This section describes the fileDesc element, which is the first component of the teiHeader element.
The bibliographic description of a machine-readable or digital text resembles in structure that of a book, an article, or any other kind of textual object. The file description element of the TEI header has therefore been closely modelled on existing standards in library cataloguing; it should thus provide enough information to allow users to give standard bibliographic references to the electronic text, and to allow cataloguers to catalogue it. Bibliographic citations occurring elsewhere in the header, and also in the text itself, are derived from the same model (on bibliographic citations in general, see further section 3.11 Bibliographic Citations and References). See further section 2.7 Note for Library Cataloguers.
- fileDesc (file description) contains a full bibliographic description of an electronic file.
- titleStmt (title statement) groups information about the title of a work and those responsible for its intellectual content.
- editionStmt (edition statement) groups information relating to one edition of a text.
- extent describes the approximate size of a text as stored on some carrier medium, whether digital or non-digital, specified in any convenient units.
- publicationStmt (publication statement) groups information concerning the publication or distribution of an electronic or other text.
- seriesStmt (series statement) groups information about the series, if any, to which a publication belongs.
- notesStmt (notes statement) collects together any notes providing information about a text additional to that recorded in other parts of the bibliographic description.
- sourceDesc (source description) supplies a description of the source text(s) from which an electronic text was derived or generated.
<fileDesc>
<titleStmt>
<!-- ... -->
</titleStmt>
<editionStmt>
<!-- ... -->
</editionStmt>
<extent>
<!-- ... -->
</extent>
<publicationStmt>
<!-- ... -->
</publicationStmt>
<seriesStmt>
<!-- ... -->
</seriesStmt>
<notesStmt>
<!-- ... -->
</notesStmt>
<sourceDesc>
<!-- ... -->
</sourceDesc>
</fileDesc>
</teiHeader>
<fileDesc>
<titleStmt>
<!-- ... -->
</titleStmt>
<publicationStmt>
<!-- ... -->
</publicationStmt>
<sourceDesc>
<!-- ... -->
</sourceDesc>
</fileDesc>
<!-- other optional parts of the header here -->
</teiHeader>
2.2.1 The Title StatementTEI: The Title Statement¶
- titleStmt (title statement) groups information about the title of a work and those responsible for its intellectual content.

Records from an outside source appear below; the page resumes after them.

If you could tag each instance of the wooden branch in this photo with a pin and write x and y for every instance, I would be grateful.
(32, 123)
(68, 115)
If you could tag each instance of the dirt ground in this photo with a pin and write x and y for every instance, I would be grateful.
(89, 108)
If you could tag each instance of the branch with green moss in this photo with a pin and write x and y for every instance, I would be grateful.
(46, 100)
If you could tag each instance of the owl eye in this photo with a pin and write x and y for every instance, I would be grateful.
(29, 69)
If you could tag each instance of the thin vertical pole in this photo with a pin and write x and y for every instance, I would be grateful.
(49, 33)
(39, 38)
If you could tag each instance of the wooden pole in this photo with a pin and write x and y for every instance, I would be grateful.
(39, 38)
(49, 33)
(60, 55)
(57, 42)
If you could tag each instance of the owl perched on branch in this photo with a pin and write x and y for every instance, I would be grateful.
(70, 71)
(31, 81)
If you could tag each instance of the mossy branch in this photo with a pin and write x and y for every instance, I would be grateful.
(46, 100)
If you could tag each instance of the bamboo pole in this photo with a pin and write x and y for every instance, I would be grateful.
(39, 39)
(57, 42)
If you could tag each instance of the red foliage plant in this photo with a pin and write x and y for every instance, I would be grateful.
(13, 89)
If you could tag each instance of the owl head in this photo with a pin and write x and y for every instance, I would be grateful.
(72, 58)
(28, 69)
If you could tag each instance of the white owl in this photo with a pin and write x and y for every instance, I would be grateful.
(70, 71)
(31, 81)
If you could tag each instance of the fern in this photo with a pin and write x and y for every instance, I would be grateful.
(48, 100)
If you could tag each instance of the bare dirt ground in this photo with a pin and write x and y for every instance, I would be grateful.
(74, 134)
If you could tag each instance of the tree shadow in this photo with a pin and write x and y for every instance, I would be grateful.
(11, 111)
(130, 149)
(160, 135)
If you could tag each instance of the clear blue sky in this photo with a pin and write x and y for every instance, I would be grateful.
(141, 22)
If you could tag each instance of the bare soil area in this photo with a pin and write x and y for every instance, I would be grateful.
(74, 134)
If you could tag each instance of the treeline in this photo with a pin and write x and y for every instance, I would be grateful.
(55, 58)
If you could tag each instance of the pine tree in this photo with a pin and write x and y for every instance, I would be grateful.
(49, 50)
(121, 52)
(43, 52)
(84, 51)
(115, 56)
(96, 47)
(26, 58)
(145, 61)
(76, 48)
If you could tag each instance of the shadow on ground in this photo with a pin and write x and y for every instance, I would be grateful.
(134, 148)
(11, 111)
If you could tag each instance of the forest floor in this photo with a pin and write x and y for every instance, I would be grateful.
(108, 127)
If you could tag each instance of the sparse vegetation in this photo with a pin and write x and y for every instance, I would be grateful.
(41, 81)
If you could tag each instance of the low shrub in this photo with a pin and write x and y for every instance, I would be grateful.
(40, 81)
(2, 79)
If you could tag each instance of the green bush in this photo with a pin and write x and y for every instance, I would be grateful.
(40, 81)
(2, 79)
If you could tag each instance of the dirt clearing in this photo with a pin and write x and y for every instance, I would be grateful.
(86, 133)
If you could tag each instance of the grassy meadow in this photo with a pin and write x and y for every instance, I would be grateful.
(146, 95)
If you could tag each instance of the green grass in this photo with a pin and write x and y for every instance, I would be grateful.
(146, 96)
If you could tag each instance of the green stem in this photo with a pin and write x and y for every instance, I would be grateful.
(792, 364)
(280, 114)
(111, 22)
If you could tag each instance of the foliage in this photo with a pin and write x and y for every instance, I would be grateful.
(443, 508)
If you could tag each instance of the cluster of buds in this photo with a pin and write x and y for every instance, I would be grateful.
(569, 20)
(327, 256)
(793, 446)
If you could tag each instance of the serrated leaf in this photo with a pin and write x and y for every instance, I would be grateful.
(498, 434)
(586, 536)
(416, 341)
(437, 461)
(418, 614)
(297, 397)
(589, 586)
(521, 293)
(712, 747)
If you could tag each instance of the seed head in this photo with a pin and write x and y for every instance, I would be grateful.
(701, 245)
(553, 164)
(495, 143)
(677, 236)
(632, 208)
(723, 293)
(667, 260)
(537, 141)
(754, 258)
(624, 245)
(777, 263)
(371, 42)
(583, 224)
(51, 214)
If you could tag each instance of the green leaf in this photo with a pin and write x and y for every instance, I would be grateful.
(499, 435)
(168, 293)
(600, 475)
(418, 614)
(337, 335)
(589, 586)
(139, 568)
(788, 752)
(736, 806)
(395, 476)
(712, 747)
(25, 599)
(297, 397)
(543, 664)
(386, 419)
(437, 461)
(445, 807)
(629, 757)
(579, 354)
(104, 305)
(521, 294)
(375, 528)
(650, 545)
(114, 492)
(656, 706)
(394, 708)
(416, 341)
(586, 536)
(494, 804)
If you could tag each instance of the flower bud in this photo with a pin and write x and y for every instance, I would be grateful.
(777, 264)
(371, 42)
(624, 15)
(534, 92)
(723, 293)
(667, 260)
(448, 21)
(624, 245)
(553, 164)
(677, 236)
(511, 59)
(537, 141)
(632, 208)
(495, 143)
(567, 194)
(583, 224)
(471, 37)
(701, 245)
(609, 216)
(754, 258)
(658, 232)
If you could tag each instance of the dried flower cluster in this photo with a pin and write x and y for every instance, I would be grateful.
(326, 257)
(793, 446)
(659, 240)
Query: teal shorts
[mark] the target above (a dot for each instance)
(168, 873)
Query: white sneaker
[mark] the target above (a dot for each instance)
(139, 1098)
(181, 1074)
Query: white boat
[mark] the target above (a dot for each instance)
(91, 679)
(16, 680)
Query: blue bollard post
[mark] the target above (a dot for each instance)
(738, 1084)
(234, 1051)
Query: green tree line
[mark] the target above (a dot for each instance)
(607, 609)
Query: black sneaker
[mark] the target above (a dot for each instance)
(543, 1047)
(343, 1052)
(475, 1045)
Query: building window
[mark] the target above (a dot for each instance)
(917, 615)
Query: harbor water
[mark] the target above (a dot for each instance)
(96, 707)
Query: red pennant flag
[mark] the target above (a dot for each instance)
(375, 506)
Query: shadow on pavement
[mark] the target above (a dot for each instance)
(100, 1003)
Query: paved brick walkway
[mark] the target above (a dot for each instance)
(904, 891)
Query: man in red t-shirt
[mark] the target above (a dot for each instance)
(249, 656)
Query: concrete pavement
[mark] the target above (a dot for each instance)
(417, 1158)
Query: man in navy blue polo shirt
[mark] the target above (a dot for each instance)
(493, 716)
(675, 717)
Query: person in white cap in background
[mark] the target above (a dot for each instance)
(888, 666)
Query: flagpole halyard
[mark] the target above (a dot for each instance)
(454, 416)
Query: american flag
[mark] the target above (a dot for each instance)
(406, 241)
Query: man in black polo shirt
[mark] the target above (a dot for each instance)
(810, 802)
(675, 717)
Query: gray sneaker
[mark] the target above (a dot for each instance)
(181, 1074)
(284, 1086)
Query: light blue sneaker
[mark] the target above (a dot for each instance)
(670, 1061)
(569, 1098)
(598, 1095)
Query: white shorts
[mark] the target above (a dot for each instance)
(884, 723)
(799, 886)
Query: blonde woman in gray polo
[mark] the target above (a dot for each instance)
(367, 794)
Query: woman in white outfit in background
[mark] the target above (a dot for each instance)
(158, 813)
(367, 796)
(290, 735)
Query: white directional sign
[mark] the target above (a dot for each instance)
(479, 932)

- title contains a title for any kind of work.
- author in a bibliographic reference, contains the name of the author(s), personal or corporate, of a work; the primary statement of responsibility for any bibliographic item.
- editor secondary statement of responsibility for a bibliographic item, for example the name of an individual, institution or organization, (or of several such) acting as editor, compiler, translator, etc.
- sponsor specifies the name of a sponsoring organization or institution.
- funder (funding body) specifies the name of an individual, institution, or organization responsible for the funding of a project or text.
- principal (principal researcher) supplies the name of the principal researcher responsible for the creation of an electronic text.
- respStmt (statement of responsibility) supplies a statement of responsibility for the intellectual content of a text, edition, recording, or series, where the specialized elements for authors, editors, etc. do not suffice or do not apply.
- resp (responsibility) contains a phrase describing the nature of a person's intellectual responsibility.
- name (name, proper noun) contains a proper noun or noun phrase.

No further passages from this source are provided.